Needless to say, I got off easy. The cops came, they wrote me a little paper thingy which I crumpled up and tossed in the back seat. If my memory serves me correctly, I think the lady, whose day I had ruined, actually waved goodbye while I drove away from the crime scene.
My friend Steve happened to call me on my drive back to my apartment. I explained to him the dire situation that had just taken place. He had just the anecdote. "You need to drive to "Price Autoshop" in South Salt Lake. Ask for Nick. I've actually been wanting you and Dia to meet him for awhile now. So maybe this is a good thing. He's a fantastic Drummer Man!"
So, I picked up Dia and some demo cds to meet this "fantastic Drummer Man" and perhaps score a deal on my busted bumper before my parents flip out next Christmas break. We pulled up to this curious family-owned operation, walked through the entrance gate to spot a casual looking young man with his legs lounged up on the desk. In the memory I've sugar-coated since then, I redirected this scene with him wearing long overalls on and chewing straw between his teeth. In real life, he wore a full-body, one piece, American-blue jumpsuit with the name tag "Price Auto" neatly fastened on his left breastpocket.
|Ya'll already know this guy. And yes we ARE currently dating, and yes this is our "how we met for this first time..." story:)|
He must have been expecting us. I swear he jumped straight over the desk with his legs that went on forever, light as a feather and acrobatic as a circus performer. Without an ounce of shyness, he walked right up to my sad bumper and gave me an immediate estimate of what the cost of a new bumper for my make and model would be. After hearing that frightening number, I decided that I thought the huge chunk missing in my bumper was kind of cute and rather endearing actually, and I had grown quite attached, and I'd rather not get it replaced after all.

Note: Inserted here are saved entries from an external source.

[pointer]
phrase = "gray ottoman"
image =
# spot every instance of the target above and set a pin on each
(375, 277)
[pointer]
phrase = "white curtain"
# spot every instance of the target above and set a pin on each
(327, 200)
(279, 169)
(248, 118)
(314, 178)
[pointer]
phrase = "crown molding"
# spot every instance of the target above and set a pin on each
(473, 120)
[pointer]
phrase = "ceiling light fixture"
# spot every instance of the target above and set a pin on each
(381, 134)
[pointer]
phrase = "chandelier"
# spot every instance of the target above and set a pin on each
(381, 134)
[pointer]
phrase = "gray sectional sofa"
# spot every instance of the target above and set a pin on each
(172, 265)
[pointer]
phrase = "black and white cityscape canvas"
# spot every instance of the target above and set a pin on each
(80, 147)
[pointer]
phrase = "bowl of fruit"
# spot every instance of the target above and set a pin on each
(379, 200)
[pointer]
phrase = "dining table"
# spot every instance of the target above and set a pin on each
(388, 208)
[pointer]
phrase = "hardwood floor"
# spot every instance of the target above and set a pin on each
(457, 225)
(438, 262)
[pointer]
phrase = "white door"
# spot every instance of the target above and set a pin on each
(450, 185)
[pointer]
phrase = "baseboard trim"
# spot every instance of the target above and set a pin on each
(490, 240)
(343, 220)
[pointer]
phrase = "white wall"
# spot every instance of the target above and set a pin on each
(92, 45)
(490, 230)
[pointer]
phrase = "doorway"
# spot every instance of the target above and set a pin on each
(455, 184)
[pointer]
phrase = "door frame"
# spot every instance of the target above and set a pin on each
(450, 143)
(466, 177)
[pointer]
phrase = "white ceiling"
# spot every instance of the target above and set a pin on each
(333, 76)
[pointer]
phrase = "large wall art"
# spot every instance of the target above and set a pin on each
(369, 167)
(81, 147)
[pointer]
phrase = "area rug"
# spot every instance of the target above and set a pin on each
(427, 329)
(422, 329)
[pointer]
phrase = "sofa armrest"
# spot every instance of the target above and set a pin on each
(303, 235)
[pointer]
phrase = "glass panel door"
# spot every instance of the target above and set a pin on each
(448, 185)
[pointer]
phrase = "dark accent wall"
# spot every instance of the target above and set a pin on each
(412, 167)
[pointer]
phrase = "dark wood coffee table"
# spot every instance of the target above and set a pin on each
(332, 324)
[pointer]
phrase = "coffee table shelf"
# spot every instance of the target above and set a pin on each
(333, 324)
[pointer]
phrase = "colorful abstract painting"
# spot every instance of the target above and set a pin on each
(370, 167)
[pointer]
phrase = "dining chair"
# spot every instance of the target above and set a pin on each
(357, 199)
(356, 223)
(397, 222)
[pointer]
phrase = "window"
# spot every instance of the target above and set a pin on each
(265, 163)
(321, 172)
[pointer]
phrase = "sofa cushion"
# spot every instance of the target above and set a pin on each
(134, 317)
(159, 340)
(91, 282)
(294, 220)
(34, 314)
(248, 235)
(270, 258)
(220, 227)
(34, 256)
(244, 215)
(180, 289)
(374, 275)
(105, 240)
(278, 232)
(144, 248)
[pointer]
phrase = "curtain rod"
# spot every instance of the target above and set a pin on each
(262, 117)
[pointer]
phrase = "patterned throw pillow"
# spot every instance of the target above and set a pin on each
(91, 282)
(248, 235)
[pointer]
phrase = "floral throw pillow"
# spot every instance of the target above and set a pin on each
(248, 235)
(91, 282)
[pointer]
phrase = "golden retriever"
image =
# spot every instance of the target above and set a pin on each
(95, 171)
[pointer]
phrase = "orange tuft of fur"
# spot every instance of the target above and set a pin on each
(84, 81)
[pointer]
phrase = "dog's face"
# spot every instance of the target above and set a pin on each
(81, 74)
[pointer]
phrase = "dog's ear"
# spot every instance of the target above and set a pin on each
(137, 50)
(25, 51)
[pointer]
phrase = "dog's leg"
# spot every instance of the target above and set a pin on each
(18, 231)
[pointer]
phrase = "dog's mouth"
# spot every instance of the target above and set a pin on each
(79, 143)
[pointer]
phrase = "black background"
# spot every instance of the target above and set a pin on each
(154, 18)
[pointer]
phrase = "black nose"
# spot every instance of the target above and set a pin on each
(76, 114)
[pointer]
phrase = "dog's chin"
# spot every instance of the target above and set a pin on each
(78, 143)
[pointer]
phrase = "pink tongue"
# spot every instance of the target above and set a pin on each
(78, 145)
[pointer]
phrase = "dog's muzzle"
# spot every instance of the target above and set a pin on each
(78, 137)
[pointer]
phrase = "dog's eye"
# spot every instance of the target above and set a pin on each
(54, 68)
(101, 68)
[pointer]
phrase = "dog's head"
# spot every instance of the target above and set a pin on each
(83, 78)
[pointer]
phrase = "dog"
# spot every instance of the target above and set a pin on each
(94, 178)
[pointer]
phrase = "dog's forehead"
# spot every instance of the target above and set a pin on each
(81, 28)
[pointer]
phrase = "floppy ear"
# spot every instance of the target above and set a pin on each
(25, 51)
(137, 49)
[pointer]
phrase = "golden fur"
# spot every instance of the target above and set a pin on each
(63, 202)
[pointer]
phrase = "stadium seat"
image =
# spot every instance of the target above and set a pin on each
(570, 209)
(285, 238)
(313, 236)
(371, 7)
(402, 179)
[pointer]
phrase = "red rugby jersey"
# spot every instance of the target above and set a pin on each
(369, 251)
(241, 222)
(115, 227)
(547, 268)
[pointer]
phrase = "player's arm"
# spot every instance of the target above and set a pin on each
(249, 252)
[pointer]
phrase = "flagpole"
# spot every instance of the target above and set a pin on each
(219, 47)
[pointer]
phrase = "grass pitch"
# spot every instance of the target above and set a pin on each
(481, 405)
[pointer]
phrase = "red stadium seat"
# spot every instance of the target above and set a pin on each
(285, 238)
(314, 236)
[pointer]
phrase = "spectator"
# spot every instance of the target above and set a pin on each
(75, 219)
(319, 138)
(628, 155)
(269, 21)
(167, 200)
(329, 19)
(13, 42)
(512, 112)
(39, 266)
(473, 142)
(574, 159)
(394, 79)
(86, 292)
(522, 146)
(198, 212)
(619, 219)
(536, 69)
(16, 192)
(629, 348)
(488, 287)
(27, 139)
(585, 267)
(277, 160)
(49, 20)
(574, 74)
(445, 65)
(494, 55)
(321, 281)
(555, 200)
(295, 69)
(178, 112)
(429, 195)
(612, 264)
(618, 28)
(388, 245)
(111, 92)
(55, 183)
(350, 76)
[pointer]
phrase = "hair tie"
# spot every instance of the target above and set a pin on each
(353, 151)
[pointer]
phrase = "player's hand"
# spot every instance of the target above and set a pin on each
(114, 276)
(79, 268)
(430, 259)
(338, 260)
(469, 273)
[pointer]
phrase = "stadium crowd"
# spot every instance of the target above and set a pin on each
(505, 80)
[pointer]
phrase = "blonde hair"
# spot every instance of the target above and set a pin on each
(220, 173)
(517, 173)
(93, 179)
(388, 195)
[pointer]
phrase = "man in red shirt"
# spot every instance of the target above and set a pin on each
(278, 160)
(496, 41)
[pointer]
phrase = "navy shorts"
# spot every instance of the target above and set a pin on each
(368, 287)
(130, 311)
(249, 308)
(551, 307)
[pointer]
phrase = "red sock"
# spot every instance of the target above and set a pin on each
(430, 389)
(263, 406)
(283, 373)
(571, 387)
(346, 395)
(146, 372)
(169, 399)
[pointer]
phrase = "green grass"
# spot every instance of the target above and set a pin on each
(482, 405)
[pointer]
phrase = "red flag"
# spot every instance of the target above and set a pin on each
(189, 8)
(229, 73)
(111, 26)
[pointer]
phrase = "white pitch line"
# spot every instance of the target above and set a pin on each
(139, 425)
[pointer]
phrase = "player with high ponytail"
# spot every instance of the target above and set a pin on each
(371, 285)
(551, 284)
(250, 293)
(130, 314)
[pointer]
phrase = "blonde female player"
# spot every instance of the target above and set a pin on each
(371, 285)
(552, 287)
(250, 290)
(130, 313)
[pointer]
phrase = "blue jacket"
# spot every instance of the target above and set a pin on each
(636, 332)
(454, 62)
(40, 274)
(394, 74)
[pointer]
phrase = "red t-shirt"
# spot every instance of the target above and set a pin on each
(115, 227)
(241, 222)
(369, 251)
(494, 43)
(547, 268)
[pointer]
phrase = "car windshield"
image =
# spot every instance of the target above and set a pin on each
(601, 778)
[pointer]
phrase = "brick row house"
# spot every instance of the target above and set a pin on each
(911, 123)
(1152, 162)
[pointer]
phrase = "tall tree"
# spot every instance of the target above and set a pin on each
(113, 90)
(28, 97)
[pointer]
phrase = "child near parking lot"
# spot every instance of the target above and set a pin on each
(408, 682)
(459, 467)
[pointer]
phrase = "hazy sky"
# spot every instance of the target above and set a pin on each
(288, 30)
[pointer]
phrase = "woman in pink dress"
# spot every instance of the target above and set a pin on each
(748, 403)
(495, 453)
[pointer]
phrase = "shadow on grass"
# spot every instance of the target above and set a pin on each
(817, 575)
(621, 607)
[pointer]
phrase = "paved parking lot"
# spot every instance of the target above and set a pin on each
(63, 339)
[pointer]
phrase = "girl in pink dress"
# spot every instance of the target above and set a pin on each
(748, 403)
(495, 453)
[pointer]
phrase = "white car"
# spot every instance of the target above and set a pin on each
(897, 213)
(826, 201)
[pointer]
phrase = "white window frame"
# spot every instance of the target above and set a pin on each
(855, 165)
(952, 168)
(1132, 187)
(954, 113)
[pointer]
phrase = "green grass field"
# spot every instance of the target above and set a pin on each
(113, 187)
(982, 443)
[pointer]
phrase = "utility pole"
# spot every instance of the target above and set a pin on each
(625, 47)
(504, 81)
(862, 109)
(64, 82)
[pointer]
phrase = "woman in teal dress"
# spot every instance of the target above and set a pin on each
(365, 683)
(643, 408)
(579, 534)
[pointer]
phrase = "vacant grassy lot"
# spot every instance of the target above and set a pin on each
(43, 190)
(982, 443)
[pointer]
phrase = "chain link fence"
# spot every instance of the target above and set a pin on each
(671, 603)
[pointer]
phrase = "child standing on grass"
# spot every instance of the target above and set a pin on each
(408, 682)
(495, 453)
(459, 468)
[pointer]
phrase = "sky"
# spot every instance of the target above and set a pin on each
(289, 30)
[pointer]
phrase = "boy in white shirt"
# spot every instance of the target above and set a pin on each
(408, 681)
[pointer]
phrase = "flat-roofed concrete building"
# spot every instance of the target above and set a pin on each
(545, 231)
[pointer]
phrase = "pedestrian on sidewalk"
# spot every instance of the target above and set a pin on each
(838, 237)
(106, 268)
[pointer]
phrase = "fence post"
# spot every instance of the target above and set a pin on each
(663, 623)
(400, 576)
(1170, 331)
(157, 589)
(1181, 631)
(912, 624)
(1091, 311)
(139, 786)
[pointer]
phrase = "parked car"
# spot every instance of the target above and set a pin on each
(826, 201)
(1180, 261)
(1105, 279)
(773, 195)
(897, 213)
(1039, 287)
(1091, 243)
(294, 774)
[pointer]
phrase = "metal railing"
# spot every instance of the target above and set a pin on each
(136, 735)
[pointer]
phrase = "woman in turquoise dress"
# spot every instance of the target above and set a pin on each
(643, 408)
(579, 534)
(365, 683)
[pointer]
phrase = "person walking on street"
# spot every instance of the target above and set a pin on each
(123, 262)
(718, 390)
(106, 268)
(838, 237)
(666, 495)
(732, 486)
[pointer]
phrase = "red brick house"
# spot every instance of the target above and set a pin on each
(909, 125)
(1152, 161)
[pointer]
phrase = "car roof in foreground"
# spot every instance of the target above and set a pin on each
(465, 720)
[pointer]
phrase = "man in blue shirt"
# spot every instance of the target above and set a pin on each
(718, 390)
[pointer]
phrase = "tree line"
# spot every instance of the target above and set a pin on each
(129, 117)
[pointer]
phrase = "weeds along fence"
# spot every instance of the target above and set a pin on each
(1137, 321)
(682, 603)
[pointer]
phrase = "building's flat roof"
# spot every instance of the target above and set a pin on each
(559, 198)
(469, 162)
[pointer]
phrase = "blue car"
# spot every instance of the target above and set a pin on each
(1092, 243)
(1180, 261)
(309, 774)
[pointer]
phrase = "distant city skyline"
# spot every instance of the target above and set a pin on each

The conversation turned to mine and Dia's musical dream. We both became starry eyed while we told our new friend what we intended to do with our lives. He didn't seem skeptical at all like we thought he would be. We sold Nick a cd right out of our trunk.
At the end of our explanation, Dia paused, and looked at Nick right straight in the eye. Her voice took on a solemn tone, and some melodic and suspenseful background music began to play as she took one step toward Nick and shook a stiff finger in his face. "Now, we are really serious you hear? We need to know that you are with us, ALL the way. We plan on traveling many moons across America to sing for people, to show them a little somethin'."
Nick didn't lose eye contact the entire time Dia recited her soliloquy. After she finished, he kicked a pebble in the dirt, hiked up his cargo shorts a little, and with a quick and efficient nod, he huffed, "I'm in."